I tried doing it using composite functions. If $g(x)= |x|$, then $g\circ f(x)= |f(x)|$. Since $g(x)$ and $g\circ f(x)$ are continuous, $f(x)$ is continuous.
I don't know if this is correct. Please help.
Let $f(x)=-1$ if $x$ is rational, and let $f(x)=1$ if $x$ is irrational.
Or else more modestly let $f(x)=-1$ if $x\lt 17$, and $f(x)=1$ for $x\ge 17$.
This is not always true.

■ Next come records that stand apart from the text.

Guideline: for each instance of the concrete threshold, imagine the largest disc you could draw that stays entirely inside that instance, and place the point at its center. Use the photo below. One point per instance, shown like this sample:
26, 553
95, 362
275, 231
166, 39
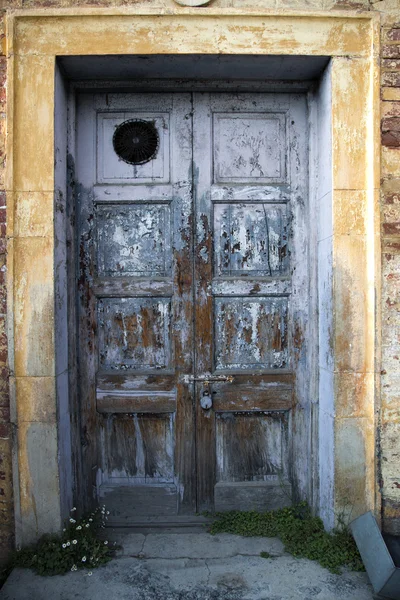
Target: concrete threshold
193, 566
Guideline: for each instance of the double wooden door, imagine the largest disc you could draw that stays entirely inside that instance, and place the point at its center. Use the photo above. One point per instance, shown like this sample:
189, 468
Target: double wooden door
191, 211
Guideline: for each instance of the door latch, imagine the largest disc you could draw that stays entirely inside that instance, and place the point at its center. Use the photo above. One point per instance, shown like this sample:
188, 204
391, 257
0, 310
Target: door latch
206, 400
206, 379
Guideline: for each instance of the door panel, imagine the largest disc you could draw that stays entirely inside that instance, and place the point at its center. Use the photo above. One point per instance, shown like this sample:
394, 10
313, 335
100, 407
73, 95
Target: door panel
135, 282
192, 295
251, 188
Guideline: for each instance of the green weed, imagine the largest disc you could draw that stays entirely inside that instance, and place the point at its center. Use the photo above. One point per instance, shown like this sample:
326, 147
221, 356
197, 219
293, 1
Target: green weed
303, 535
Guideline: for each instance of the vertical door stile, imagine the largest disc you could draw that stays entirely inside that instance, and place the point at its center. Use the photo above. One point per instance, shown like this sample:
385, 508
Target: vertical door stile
204, 331
183, 319
87, 309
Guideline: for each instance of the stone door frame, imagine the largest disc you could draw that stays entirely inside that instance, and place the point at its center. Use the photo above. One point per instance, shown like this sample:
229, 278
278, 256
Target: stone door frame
349, 324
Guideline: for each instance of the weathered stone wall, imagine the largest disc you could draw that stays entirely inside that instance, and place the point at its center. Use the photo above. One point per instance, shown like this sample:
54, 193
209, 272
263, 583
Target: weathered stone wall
6, 490
388, 447
389, 430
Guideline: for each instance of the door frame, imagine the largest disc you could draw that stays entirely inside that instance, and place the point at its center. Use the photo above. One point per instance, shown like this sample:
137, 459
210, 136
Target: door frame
349, 335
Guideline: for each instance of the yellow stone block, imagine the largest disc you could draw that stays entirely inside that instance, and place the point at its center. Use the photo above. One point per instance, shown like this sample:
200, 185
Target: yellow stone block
36, 399
351, 112
34, 124
228, 32
34, 306
34, 214
350, 212
354, 466
354, 394
354, 325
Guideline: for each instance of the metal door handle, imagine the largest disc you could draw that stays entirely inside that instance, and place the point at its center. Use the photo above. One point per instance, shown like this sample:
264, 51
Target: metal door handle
206, 379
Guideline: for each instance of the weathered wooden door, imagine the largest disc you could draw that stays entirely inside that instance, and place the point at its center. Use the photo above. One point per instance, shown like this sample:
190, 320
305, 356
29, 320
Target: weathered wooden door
189, 207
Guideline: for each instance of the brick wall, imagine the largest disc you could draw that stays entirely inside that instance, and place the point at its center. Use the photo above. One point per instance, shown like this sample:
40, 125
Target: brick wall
390, 224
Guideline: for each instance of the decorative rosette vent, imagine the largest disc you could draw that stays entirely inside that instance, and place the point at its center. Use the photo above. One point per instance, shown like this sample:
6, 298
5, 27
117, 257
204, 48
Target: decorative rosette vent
136, 141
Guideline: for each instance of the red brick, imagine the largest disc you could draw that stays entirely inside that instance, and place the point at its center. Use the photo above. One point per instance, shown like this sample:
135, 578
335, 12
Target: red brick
391, 79
3, 78
391, 228
390, 51
391, 64
390, 124
393, 198
6, 514
5, 430
391, 139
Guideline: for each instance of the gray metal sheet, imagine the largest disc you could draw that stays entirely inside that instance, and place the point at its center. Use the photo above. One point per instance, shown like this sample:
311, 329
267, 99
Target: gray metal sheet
382, 572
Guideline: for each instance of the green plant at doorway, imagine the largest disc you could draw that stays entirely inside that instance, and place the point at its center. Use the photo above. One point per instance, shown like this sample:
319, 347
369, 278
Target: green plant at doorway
303, 535
78, 546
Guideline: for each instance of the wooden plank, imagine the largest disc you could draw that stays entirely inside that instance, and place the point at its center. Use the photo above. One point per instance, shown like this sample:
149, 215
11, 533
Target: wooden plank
128, 503
250, 398
183, 328
252, 495
136, 401
115, 194
205, 420
127, 287
111, 382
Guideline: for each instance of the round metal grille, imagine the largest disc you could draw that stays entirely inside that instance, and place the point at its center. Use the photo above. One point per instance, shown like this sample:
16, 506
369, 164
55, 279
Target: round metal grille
136, 141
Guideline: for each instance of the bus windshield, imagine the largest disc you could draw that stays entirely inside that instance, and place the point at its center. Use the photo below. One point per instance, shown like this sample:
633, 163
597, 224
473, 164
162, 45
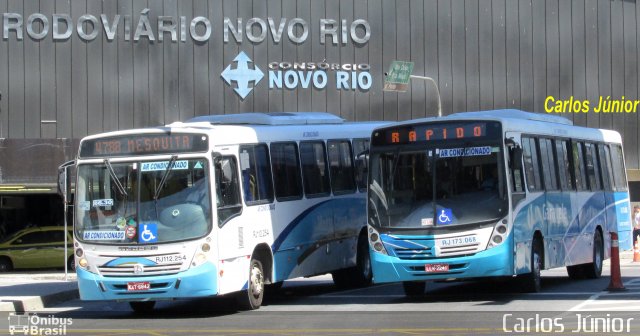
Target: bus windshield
143, 202
437, 186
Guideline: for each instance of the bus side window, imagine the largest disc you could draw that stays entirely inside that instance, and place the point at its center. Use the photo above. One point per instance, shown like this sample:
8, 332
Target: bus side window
531, 165
361, 155
515, 164
341, 166
315, 172
564, 171
285, 165
227, 188
619, 177
578, 166
256, 174
593, 169
548, 164
605, 166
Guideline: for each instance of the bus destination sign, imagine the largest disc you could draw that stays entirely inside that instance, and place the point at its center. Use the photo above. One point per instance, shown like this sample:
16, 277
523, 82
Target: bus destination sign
140, 144
437, 131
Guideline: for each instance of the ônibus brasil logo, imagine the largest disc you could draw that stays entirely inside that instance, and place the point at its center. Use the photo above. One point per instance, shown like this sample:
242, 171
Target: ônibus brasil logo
291, 76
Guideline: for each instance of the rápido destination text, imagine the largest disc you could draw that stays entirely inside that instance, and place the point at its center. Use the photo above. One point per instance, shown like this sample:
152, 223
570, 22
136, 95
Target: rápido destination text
605, 104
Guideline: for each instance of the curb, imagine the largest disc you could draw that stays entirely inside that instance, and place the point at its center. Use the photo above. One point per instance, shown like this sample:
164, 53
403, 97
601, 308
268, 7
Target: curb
34, 303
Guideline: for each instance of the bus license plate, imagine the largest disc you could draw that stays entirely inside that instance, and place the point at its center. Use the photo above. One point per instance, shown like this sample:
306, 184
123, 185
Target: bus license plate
436, 268
138, 286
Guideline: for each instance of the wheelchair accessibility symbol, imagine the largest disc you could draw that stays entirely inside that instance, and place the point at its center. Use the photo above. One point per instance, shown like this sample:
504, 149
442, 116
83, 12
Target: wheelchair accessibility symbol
148, 233
445, 217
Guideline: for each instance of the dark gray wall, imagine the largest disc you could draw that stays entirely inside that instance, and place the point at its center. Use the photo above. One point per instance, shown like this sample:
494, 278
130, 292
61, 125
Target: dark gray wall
485, 54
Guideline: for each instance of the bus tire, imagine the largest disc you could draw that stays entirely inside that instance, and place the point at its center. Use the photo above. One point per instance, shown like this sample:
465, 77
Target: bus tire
252, 298
360, 275
531, 282
414, 288
142, 307
593, 270
363, 273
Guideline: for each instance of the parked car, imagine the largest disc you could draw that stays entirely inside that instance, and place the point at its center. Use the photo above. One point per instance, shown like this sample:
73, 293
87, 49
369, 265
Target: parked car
36, 247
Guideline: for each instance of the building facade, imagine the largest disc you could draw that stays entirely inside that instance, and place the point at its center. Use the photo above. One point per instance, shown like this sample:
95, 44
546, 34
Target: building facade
73, 68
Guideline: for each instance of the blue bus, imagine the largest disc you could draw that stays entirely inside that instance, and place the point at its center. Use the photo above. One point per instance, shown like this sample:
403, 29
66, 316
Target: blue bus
221, 205
493, 194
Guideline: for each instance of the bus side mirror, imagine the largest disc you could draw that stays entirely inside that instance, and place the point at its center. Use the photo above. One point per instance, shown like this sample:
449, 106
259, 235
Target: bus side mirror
515, 157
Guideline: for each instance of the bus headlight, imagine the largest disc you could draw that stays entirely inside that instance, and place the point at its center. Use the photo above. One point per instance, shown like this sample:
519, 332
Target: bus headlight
375, 242
499, 235
201, 256
83, 263
199, 259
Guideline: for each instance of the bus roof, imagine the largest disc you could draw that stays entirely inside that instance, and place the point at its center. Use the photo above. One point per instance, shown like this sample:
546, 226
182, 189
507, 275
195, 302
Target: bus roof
526, 122
270, 118
501, 115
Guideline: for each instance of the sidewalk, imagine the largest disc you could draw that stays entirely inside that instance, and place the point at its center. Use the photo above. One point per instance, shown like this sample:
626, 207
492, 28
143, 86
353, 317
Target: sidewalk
32, 291
35, 290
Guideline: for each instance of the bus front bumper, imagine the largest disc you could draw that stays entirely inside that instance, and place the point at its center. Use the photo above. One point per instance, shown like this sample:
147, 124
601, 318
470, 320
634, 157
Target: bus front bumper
195, 282
494, 262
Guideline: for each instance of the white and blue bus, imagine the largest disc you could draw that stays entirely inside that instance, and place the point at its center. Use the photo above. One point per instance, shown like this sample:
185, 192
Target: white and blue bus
221, 204
492, 194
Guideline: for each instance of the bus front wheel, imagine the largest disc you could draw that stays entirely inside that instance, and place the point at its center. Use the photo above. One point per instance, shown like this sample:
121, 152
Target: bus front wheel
252, 298
593, 270
531, 282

If $f(x)$ is a piecewise function such that
$f(x)=1$ for $x<a$ or $x=a$ and
$f(x)=-1$ for $x>a$
Then $|f(x)|$ is continuous at $a$ but $f(x)$ is not.
Maybe you are misunderstanding the logic behind it:
Let $g(x)$ be continuous, OK.
Now, saying
$g \circ f(x)$ is continous if $f(x)$ is continuous
doesn't imply that
$g \circ f(x)$ is not continuous if $f(x)$ is not continuous
Also, it's never true to say that $g \circ f(x)$ is continuous because $f(x)$ is continuous.
The single (and obvious) conclusion that we can take is that if $f(x)$ is continuous, then $g \circ f(x)$ certainly is continuous too. But if $f(x)$ is discontinuous, then $g \circ f(x)$ may be, or may be not.
So you can deduce nothing about $f(x)$ from the behaviour of $g \circ f(x)$.
In programming speak as I don't know how to express this in math speak:
f(x) = odd(x) ? x : -x;
Ed.: that would be
$$ f(x) = \begin{cases} x \quad \text{if $x$ is odd} \\ -x \quad \text{otherwise} \end{cases} $$